Author: Joe Carlson
Minnesota Star Tribune
3M Co. declared legal victory Thursday after a federal judge dismissed lawsuits from more than 5,000 plaintiffs who said 3M’s Bair Hugger patient-warming device caused their post-surgical infections.
“There is no legitimate scientific support for the plaintiffs’ theory,” Dr. Todd Fruchterman, general manager at 3M’s medical solutions business, said in a statement. “We want physicians and patients to understand that the practice of patient warming is supported by leading health care institutions, professional societies and the U.S. Food and Drug Administration.”
The Bair Hugger, invented by Minnesota anesthesiologist and entrepreneur Dr. Scott Augustine, is used in more than 80% of U.S. hospitals. It includes a mechanical unit that blows warm air and an array of inflatable plastic “blankets” that are draped over a patient before, during and after surgery and filled with warm air.
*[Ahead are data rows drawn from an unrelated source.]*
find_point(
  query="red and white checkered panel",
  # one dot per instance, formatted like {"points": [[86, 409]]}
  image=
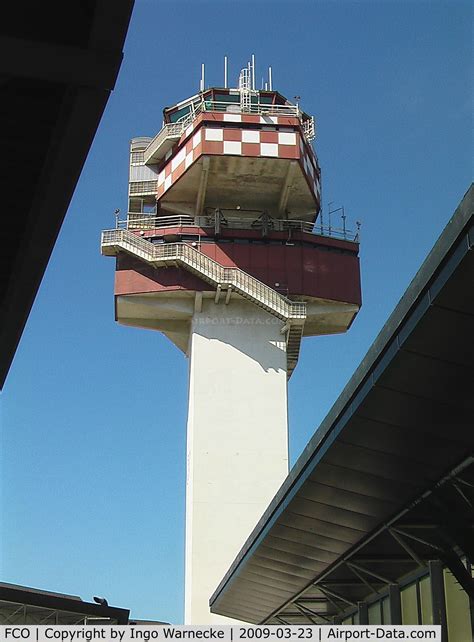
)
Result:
{"points": [[257, 143], [254, 119]]}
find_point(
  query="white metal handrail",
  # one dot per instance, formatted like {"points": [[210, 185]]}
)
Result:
{"points": [[275, 225], [248, 286]]}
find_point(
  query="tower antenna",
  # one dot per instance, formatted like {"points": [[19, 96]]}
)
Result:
{"points": [[201, 87]]}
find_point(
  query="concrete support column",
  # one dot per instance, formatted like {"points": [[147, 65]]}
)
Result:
{"points": [[363, 612], [237, 449], [438, 598], [395, 604]]}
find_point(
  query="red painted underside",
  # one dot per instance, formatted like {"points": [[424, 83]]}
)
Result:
{"points": [[309, 271]]}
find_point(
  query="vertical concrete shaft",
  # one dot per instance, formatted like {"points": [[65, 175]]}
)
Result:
{"points": [[237, 450]]}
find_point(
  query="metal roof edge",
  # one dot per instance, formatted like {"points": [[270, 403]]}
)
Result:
{"points": [[430, 267]]}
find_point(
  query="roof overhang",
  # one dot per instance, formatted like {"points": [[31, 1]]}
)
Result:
{"points": [[391, 452]]}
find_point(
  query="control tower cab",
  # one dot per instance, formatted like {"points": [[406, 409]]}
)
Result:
{"points": [[223, 250]]}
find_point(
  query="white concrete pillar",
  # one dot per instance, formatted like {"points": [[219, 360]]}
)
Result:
{"points": [[237, 450]]}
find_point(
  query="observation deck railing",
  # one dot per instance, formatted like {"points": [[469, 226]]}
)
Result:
{"points": [[140, 222], [231, 279]]}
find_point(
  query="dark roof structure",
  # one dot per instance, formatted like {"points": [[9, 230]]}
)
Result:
{"points": [[387, 482], [58, 64], [24, 605]]}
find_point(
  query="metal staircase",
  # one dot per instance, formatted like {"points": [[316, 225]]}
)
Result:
{"points": [[180, 254]]}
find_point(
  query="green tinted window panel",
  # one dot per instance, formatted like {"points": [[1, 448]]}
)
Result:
{"points": [[409, 605]]}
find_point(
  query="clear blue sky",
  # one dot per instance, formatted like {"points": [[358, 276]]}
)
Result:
{"points": [[93, 430]]}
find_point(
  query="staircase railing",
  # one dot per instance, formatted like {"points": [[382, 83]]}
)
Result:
{"points": [[248, 286]]}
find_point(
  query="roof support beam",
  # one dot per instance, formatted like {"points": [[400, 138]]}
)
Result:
{"points": [[395, 604]]}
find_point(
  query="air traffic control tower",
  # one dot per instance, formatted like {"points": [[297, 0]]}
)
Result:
{"points": [[224, 251]]}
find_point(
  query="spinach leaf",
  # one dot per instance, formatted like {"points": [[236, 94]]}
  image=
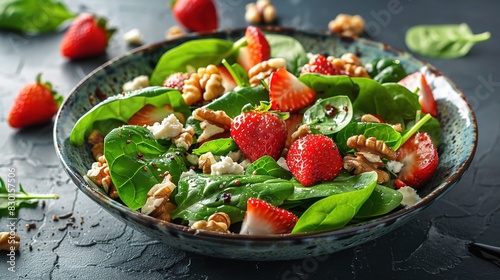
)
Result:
{"points": [[381, 131], [220, 147], [122, 106], [443, 41], [337, 210], [373, 98], [328, 86], [137, 162], [199, 196], [382, 201], [195, 53], [232, 102], [290, 49], [33, 16], [329, 115], [266, 165]]}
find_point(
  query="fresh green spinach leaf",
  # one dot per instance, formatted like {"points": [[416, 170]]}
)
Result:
{"points": [[337, 210], [137, 161], [199, 196], [329, 115], [266, 165], [33, 16], [121, 107], [443, 41]]}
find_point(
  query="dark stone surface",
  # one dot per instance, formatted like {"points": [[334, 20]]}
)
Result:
{"points": [[432, 246]]}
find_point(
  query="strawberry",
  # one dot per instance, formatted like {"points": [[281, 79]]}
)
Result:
{"points": [[259, 132], [420, 160], [319, 64], [262, 217], [36, 103], [287, 93], [196, 15], [256, 51], [149, 114], [314, 158], [426, 98], [87, 36]]}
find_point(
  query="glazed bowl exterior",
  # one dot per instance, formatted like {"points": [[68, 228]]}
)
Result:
{"points": [[459, 139]]}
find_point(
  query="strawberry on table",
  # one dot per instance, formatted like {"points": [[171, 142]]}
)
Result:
{"points": [[426, 97], [259, 132], [87, 36], [287, 93], [420, 160], [314, 158], [264, 218], [196, 15], [35, 104], [256, 51]]}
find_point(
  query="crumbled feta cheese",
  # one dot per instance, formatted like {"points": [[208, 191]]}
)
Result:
{"points": [[133, 37], [226, 166], [209, 130], [410, 196], [137, 83], [169, 128], [394, 166]]}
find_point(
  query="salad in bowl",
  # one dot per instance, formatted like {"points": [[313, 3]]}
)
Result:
{"points": [[256, 139]]}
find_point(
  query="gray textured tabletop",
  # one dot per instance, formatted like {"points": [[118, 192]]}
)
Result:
{"points": [[431, 246]]}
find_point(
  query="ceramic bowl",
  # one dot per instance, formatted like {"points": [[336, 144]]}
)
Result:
{"points": [[459, 139]]}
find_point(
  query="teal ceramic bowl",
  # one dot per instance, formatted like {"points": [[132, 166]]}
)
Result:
{"points": [[459, 139]]}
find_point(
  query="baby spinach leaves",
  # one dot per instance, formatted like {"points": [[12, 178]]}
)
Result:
{"points": [[199, 196], [122, 106], [137, 162], [337, 210], [443, 41]]}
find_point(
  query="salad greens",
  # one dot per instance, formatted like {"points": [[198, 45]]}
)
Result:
{"points": [[137, 160], [443, 41]]}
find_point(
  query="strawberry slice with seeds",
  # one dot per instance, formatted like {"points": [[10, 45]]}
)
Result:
{"points": [[420, 160], [264, 218], [287, 93], [426, 97], [256, 51], [149, 114]]}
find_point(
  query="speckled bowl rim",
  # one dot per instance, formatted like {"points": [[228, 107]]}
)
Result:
{"points": [[346, 232]]}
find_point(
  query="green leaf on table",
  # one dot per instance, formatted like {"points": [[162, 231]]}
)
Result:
{"points": [[33, 16], [443, 41], [137, 161]]}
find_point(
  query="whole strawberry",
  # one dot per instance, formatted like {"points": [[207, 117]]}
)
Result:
{"points": [[259, 132], [35, 104], [196, 15], [87, 36], [314, 158]]}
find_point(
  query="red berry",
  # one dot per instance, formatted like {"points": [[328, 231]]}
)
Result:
{"points": [[314, 158], [196, 15]]}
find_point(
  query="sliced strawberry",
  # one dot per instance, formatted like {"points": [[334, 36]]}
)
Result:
{"points": [[426, 98], [256, 51], [149, 114], [420, 160], [264, 218], [287, 93]]}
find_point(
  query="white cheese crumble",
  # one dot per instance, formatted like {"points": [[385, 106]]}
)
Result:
{"points": [[137, 83], [410, 196], [133, 37], [169, 128], [226, 166]]}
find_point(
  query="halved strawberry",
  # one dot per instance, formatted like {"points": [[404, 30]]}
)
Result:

The goal is to keep the patient’s body from entering hypothermia during surgery, which causes vessels to constrict and can delay healing.
The plaintiffs alleged that the device could actually increase the risk of infection in several ways. The blower could be colonized with bacteria, they said; it could suck bacteria-laden particles from the operating-room floor and deposit them in the air over a surgical wound; and it could disrupt the normal ceiling-to-floor airflow in an operating room that is designed to remove the skin particles that all patients and doctors shed during surgeries.
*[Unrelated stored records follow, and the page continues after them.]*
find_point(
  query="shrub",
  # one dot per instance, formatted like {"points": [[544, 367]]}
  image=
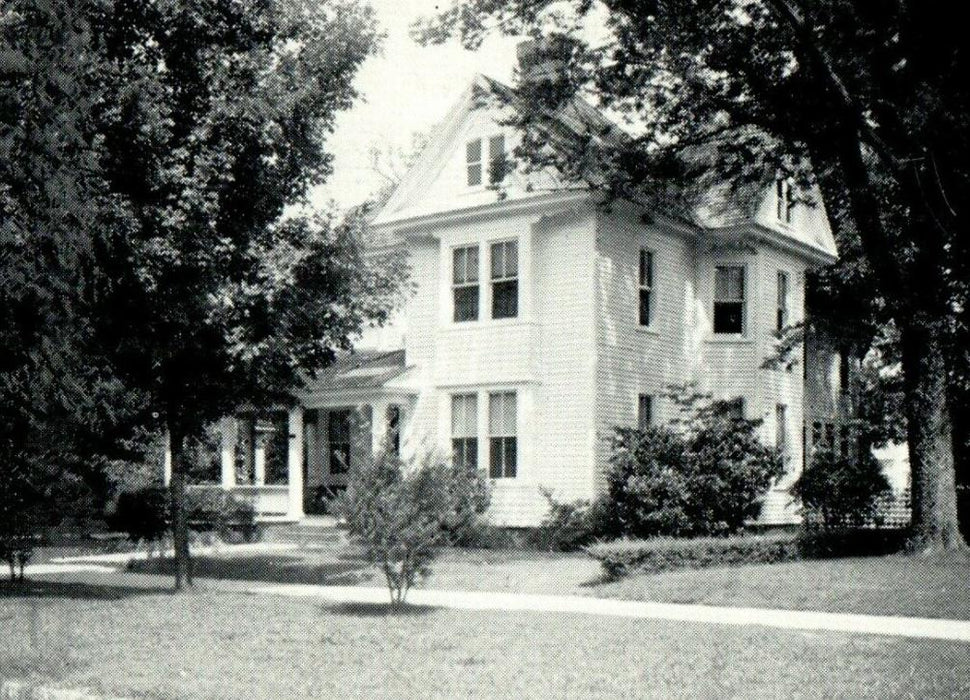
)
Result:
{"points": [[668, 553], [142, 514], [839, 492], [401, 512], [705, 478], [568, 527]]}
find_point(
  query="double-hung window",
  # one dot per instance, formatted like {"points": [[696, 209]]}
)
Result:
{"points": [[473, 162], [646, 288], [505, 279], [464, 430], [729, 300], [781, 316], [465, 283], [503, 445], [784, 201], [644, 411]]}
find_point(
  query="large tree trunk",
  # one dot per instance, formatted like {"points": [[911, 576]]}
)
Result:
{"points": [[935, 523], [180, 520]]}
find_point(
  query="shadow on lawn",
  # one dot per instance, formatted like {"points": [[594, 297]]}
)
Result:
{"points": [[379, 609], [70, 590], [269, 568]]}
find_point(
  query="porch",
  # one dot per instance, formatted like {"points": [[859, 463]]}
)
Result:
{"points": [[290, 463]]}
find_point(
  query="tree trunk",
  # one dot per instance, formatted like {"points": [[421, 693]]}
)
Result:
{"points": [[930, 436], [180, 520]]}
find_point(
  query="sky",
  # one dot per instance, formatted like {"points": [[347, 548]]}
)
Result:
{"points": [[406, 89]]}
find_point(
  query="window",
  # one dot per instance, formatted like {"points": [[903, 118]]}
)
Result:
{"points": [[734, 409], [781, 320], [496, 159], [646, 287], [644, 411], [781, 432], [501, 432], [729, 300], [505, 282], [465, 283], [784, 201], [338, 434], [394, 429], [464, 430], [843, 370], [473, 162]]}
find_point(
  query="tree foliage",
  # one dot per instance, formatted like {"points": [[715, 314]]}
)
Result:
{"points": [[864, 101], [403, 511]]}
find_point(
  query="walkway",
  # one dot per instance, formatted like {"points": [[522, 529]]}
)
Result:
{"points": [[953, 630]]}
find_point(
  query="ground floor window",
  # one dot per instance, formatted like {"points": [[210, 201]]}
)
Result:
{"points": [[503, 444], [464, 430], [338, 434]]}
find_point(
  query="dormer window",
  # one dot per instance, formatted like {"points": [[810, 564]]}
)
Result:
{"points": [[478, 167], [784, 202]]}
However, U.S. District Judge Joan Ericksen in Minneapolis ruled late Monday that none of the plaintiffs’ experts could prove these theories. She placed her full ruling under seal until Aug. 6 to give the parties time to redact sensitive information.
“The federal court granted 3M’s request to exclude the plaintiffs’ general causation experts, leaving the plaintiffs with no scientific support for their claims,” 3M’s statement said. “The court previously had agreed to allow the plaintiffs’ experts to testify in court. After those experts testified in the first Bair Hugger system trial in 2018 and after the publication of a new study on surgical site infections, 3M asked the court to revisit its earlier decision.”